CircuitBreaker

Introduction

The CircuitBreaker is implemented via a finite state machine with three normal states: CLOSED, OPEN and HALF_OPEN and two special states DISABLED and FORCED_OPEN.

The CircuitBreaker uses a sliding window to store and aggregate the outcome of calls. You can choose between a count-based sliding window and a time-based sliding window. The count-based sliding window aggregrates the outcome of the last N calls. The time-based sliding window aggregrates the outcome of the calls of the last N seconds.

Count-based sliding window

The count-based sliding window is implemented with a circular array of N measurements.
If the count window size is 10, the circular array has always 10 measurements.
The sliding window incrementally updates a total aggregation. The total aggregation is updated when a new call outcome is recorded. When the oldest measurement is evicted, the measurement is subtracted from the total aggregation and the bucket is reset. (Subtract-on-Evict)

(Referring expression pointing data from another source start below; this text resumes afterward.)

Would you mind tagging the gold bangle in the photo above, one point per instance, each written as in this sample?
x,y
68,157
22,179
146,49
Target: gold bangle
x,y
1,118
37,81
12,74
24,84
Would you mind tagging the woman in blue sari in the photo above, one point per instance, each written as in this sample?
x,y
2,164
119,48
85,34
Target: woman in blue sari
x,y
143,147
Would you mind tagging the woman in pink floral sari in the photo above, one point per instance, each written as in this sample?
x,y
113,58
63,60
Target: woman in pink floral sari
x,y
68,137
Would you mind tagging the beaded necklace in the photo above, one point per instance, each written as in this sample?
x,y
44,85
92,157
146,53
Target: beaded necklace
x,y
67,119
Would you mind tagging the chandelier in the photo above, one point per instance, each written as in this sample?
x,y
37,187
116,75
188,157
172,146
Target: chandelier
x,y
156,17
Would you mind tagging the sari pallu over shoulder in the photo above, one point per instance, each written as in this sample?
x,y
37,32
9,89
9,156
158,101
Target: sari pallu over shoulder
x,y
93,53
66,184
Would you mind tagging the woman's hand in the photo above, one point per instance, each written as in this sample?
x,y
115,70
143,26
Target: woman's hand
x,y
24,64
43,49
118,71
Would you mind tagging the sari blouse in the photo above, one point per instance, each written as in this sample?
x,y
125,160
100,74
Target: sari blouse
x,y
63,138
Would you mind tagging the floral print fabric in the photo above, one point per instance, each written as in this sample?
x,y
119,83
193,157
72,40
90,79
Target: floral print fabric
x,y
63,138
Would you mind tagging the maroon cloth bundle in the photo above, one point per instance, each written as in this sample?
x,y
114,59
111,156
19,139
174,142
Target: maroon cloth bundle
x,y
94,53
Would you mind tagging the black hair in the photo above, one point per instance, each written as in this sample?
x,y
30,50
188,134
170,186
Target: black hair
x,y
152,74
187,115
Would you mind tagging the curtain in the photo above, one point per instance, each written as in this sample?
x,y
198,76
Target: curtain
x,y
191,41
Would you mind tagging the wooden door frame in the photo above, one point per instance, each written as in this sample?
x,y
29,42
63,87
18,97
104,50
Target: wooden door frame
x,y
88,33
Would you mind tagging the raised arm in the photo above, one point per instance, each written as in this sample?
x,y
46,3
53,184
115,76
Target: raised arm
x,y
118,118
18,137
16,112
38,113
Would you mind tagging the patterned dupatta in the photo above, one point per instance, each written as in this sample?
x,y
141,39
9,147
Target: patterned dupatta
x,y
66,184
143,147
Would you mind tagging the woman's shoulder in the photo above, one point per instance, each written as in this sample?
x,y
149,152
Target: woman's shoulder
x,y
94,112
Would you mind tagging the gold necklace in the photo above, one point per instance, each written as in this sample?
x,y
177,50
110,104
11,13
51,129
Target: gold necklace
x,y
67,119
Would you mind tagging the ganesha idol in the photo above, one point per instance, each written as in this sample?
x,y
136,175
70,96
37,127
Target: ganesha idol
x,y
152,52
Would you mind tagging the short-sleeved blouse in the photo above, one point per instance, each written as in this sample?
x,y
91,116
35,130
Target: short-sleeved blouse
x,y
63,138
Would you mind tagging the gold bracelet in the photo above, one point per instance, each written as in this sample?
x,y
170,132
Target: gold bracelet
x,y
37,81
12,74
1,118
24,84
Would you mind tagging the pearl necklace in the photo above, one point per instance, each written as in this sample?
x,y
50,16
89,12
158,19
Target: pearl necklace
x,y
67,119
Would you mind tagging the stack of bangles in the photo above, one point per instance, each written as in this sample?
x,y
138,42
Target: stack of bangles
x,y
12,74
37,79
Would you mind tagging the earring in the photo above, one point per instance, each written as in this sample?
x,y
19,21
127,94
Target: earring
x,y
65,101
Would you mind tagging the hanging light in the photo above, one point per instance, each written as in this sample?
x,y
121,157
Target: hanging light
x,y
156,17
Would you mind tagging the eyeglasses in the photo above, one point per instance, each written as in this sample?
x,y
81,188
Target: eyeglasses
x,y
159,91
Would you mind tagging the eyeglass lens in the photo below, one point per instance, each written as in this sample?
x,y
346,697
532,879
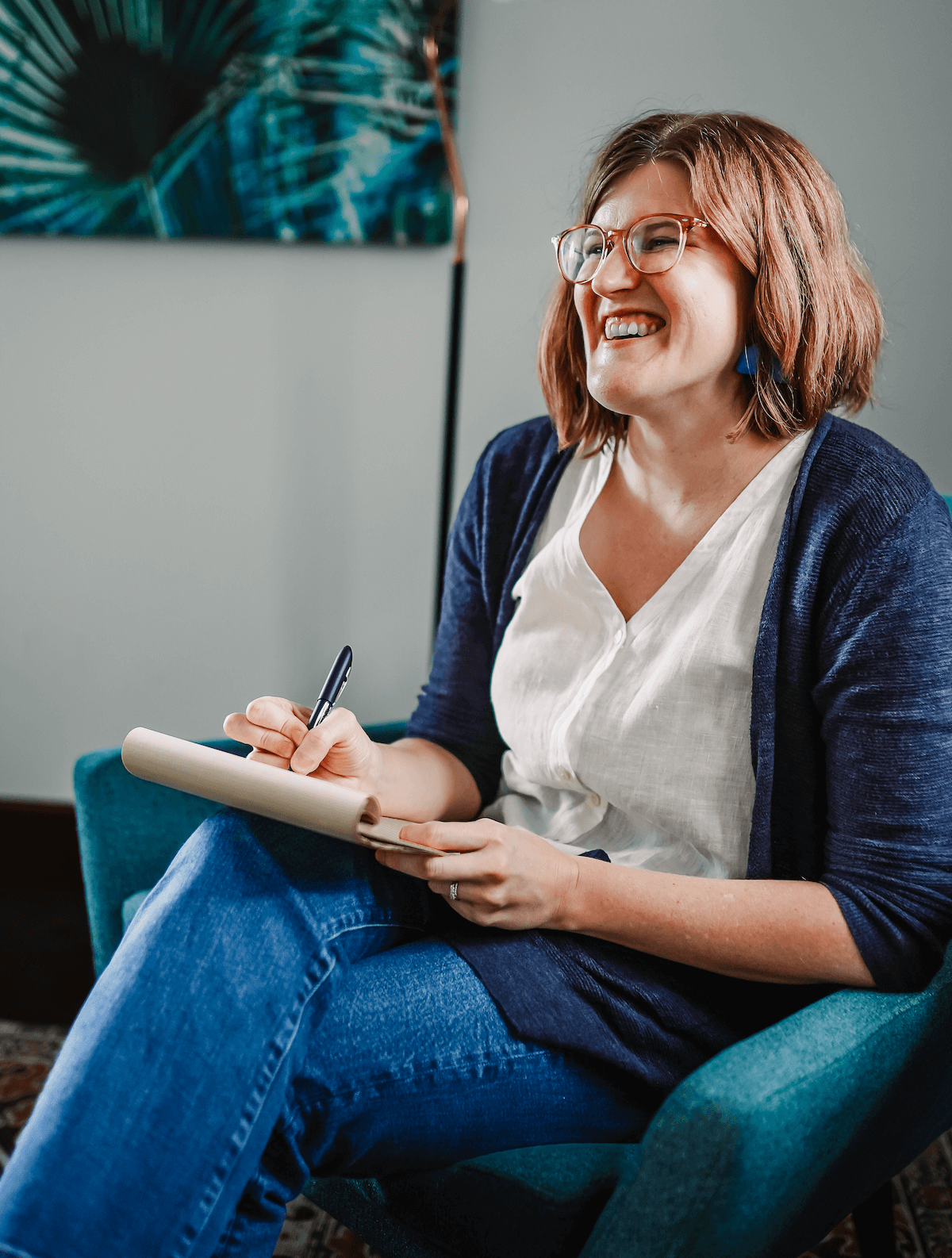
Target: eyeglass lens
x,y
651,246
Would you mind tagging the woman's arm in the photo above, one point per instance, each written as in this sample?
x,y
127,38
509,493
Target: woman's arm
x,y
413,779
766,930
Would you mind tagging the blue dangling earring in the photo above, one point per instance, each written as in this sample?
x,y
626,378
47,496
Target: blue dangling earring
x,y
748,360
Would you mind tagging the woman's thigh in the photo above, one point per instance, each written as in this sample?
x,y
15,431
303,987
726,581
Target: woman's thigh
x,y
413,1066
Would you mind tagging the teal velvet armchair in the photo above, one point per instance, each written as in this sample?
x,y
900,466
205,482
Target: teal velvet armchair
x,y
758,1154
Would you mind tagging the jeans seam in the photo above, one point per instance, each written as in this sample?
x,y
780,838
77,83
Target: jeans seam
x,y
270,1081
444,1071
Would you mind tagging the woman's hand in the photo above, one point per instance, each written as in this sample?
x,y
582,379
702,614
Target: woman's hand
x,y
506,877
336,751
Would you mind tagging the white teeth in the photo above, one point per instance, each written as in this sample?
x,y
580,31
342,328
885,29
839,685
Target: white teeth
x,y
615,328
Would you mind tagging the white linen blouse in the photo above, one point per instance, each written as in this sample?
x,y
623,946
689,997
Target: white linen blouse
x,y
634,736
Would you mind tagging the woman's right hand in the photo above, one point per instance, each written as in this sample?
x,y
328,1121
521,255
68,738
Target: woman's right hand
x,y
336,751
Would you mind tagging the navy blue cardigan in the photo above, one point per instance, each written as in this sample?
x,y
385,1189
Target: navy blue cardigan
x,y
850,740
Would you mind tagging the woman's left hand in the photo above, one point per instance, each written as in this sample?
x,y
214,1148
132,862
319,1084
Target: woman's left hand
x,y
505,877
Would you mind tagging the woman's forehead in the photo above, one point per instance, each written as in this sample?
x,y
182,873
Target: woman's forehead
x,y
657,188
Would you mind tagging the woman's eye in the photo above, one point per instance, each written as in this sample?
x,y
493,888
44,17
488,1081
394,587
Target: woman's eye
x,y
659,242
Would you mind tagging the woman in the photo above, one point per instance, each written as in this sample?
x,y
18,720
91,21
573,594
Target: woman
x,y
701,629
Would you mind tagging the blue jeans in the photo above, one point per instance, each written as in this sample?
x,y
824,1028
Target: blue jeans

The time to retrieve a Snapshot is constant O(1), since the Snapshot is pre-aggregated and is independent of the window size.
The space requirement (memory consumption) of this implementation should be O(n).

Time-based sliding window

The time-based sliding window is implemented with a circular array of N partial aggregations (buckets).
If the time window size is 10 seconds, the circular array has always 10 partial aggregations (buckets). Every bucket aggregates the outcome of all calls which happen in a certain epoch second. (Partial aggregation). The head bucket of the circular array stores the call outcomes of the current epoch second. The other partial aggregations store the call outcomes of the previous seconds.
The sliding window does not store call outcomes (tuples) individually, but incrementally updates partial aggregations (bucket) and a total aggregation.
The total aggregation is updated incrementally when a new call outcome is recorded. When the oldest bucket is evicted, the partial total aggregation of that bucket is subtracted from the total aggregation and the bucket is reset. (Subtract-on-Evict)

The time to retrieve a Snapshot is constant O(1), since the Snapshot is pre-aggregated and is independent of the time window size.
The space requirement (memory consumption) of this implementation should be nearly constant O(n), since the call outcomes (tuples) are not stored individually. Only N partial aggregations and 1 total total aggregation are created.

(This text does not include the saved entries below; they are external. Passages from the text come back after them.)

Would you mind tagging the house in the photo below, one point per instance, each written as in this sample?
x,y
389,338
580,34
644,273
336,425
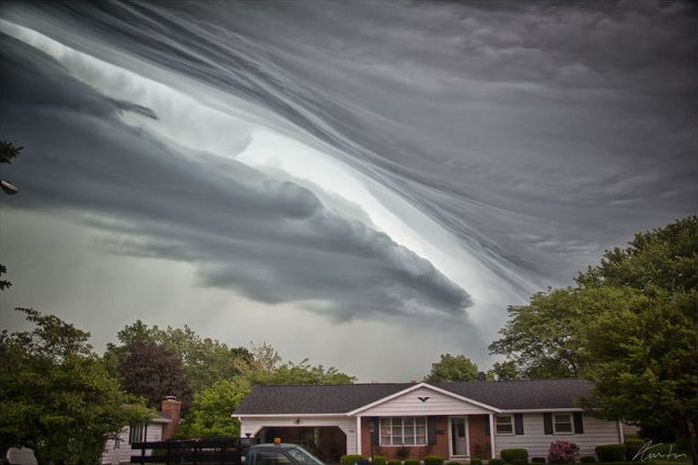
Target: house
x,y
119,450
457,421
160,428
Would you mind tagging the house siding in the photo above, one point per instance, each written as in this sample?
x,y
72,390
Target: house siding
x,y
346,424
409,404
415,452
534,439
479,440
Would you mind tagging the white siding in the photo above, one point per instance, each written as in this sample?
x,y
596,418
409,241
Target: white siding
x,y
534,439
409,404
346,424
122,454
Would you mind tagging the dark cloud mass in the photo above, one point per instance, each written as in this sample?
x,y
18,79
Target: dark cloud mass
x,y
420,163
246,229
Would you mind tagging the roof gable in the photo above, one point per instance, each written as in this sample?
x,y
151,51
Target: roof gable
x,y
423,399
351,398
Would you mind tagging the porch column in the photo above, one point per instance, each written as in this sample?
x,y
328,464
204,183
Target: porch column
x,y
492,431
358,435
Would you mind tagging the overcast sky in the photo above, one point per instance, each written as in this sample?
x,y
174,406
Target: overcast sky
x,y
367,184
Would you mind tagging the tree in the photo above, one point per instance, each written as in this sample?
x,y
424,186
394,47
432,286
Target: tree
x,y
56,397
504,371
210,417
153,372
630,325
452,368
204,361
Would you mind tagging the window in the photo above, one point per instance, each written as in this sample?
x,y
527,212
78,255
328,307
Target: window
x,y
504,424
562,423
136,433
303,457
403,431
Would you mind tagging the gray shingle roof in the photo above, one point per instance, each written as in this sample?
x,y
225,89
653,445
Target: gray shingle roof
x,y
532,394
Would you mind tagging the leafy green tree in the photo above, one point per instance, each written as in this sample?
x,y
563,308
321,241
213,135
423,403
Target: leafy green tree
x,y
56,397
504,371
452,368
204,361
153,372
210,417
643,350
630,325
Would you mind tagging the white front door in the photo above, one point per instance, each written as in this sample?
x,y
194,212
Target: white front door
x,y
459,437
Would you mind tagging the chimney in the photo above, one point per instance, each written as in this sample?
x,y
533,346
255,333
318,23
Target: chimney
x,y
170,409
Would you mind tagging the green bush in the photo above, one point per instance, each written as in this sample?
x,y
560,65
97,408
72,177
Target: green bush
x,y
632,447
611,453
433,460
515,456
350,459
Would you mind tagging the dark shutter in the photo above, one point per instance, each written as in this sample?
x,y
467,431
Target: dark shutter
x,y
376,431
548,423
578,423
518,423
431,431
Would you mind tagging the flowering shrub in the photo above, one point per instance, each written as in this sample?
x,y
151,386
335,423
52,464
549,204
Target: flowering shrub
x,y
562,452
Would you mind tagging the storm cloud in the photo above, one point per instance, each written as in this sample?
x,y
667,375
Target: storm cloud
x,y
416,164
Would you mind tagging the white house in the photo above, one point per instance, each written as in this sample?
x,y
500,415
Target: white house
x,y
458,421
119,451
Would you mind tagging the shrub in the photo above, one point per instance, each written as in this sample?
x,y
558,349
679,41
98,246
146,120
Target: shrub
x,y
562,452
611,453
351,459
515,456
433,460
632,447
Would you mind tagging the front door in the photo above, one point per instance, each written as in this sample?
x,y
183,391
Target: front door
x,y
459,440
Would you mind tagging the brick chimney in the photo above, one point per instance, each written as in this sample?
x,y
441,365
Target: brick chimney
x,y
170,409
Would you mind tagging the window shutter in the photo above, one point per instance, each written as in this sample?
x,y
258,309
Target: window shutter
x,y
578,423
518,423
376,431
431,431
548,423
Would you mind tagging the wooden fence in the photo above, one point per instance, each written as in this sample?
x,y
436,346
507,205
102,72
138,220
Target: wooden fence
x,y
193,452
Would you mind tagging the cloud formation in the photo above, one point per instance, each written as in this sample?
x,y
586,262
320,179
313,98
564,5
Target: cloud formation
x,y
420,163
271,240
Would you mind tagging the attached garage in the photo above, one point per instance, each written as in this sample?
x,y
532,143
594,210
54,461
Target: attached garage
x,y
328,443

A partial aggregation consists of 3 integers in order to count the number of failed calls, the number of slow calls and total number of calls. And one long which stores total duration of all calls.

Failure rate and slow call rate thresholds

The state of the CircuitBreaker changes from CLOSED to OPEN when the failure rate is equal or greater than a configurable threshold. For example when more than 50% of the recorded calls have failed.
By default all exceptions count as a failure. You can define a list of exceptions which should count as a failure. All other exceptions are then counted as a success, unless they are ignored. Exceptions can also be ignored so that they neither count as a failure nor success.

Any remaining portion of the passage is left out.